XPath
Extraction BeginnerWhat is XPath?
XPath (XML Path Language) is a query language used to navigate through elements and attributes in an XML or HTML document. Think of it as a superpower-infused street address system for web pages — it tells you exactly where to find any piece of content in the HTML structure.
XPath is the GPS for HTML. No cap, without it, you’re lost in the DOM jungle. It uses path expressions to select nodes or node-sets in an XML/HTML document, similar to how you’d navigate folders on your computer, but way more powerful.
Why Developers Love XPath
When you’re building a web scraper, the HTML structure is your treasure map. XPath is the compass that gets you to the gold. Unlike CSS selectors (which are simpler but less flexible), XPath can:
- Navigate up and down the document tree (parent, child, sibling)
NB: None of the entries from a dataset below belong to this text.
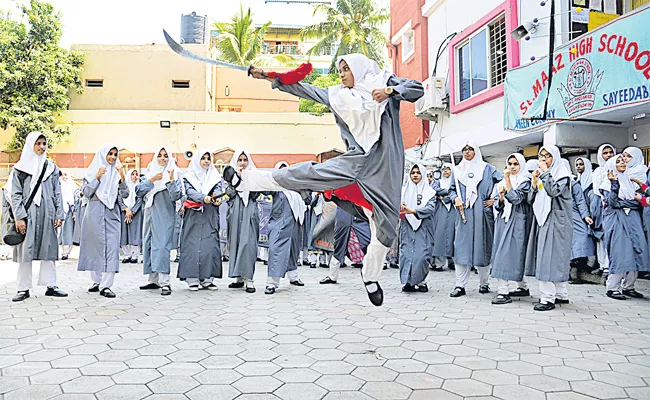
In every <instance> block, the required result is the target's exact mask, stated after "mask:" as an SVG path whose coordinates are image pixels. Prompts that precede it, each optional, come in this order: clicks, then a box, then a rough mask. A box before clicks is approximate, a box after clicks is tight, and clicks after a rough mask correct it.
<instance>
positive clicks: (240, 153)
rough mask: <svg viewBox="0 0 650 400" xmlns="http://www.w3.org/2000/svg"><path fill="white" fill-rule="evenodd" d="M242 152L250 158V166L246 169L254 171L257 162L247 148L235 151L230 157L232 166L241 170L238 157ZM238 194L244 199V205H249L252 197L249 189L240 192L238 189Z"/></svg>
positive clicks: (248, 163) (248, 158)
mask: <svg viewBox="0 0 650 400" xmlns="http://www.w3.org/2000/svg"><path fill="white" fill-rule="evenodd" d="M242 154H245V155H246V157H247V158H248V167H246V169H245V170H246V171H254V170H256V169H257V167H256V166H255V163H254V162H253V159H252V158H251V155H250V153H249V152H248V151H247V150H245V149H239V150H237V151H236V152H234V153H233V155H232V158H231V159H230V166H231V167H233V168H234V169H235V170H237V171H239V167H237V159H238V158H239V156H241V155H242ZM237 194H238V195H239V197H240V198H241V199H242V200H243V201H244V205H246V206H247V205H248V198H249V197H250V194H251V193H250V192H249V191H248V190H246V191H243V192H240V191H237Z"/></svg>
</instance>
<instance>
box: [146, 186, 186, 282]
mask: <svg viewBox="0 0 650 400" xmlns="http://www.w3.org/2000/svg"><path fill="white" fill-rule="evenodd" d="M166 186H167V189H166V190H163V191H160V192H158V193H156V195H155V196H154V198H153V204H152V205H151V207H149V208H145V209H144V237H143V244H144V248H143V249H142V254H143V256H144V272H143V273H144V274H145V275H147V274H153V273H160V274H169V273H170V271H171V266H170V264H171V260H170V259H169V254H170V252H171V250H172V248H173V247H172V236H173V235H174V215H175V214H176V200H178V199H180V198H181V195H182V193H181V183H180V181H179V180H175V181H174V182H167V184H166ZM153 187H154V184H153V183H151V182H149V181H148V180H147V179H145V180H143V181H142V182H141V183H140V184H138V186H136V188H135V193H136V196H138V197H144V196H145V195H146V194H147V193H149V192H150V191H151V190H152V189H153Z"/></svg>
- Filter elements based on text content (e.g.,
//div[contains(text(), 'Price')]) - Select elements by attributes and partial matches
- Handle dynamic content and complex nested structures
Pro tip: Use browser DevTools $x("//tag[@class='value']") to test XPath expressions in real-time.
//div[@class='product-card']//span[@class='price']/text()
//table[@id='data-table']//tr[position() > 1]//td[2]
XPath 1.0 is supported everywhere, while XPath 2.0+ offers more functions but has limited browser support.